Website für Services und Produkte als Beispiel für klares Framing

Framing verändert nicht die Fakten.

Es verändert, wie diese Fakten bewertet werden.

Worum es geht

Auf Websites ist Framing überall:

  • Ist ein Angebot eine Ausgabe oder eine Investition?
  • Ist ein Relaunch ein Designupdate oder ein Wachstumsschritt?
  • Ist ein Kontaktformular Aufwand oder ein einfacher erster Check?
  • Ist ein Projektpreis teuer oder logisch im Verhältnis zum Ergebnis?

Der Rahmen entscheidet, wie der Besucher denkt.

Warum das wichtig ist

Viele Websites formulieren zu neutral.

Sie nennen Leistungen, aber geben ihnen keinen klaren Kontext.
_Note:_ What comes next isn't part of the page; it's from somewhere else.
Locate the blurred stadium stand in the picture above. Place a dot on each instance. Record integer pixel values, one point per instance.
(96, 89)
Dadurch muss der Besucher selbst ableiten, warum das wichtig ist. Das passiert selten perfekt.

Gutes Framing macht Nutzen, Risiko und Ergebnis deutlich.

Direkt umsetzen

  • Formuliere Leistungen immer mit Ergebnisbezug.
  • Zeige, welches Problem ohne Lösung bestehen bleibt.
  • Stelle Preise und Aufwand in Relation zum Ziel.
  • Nutze Proof, um den gewählten Rahmen zu stützen.
  • Vermeide Claims, die stark klingen, aber keinen Kontext geben.

Kurz gesagt

Framing gibt Fakten Bedeutung. Ohne Rahmen bleibt selbst ein starkes Angebot zu abstrakt.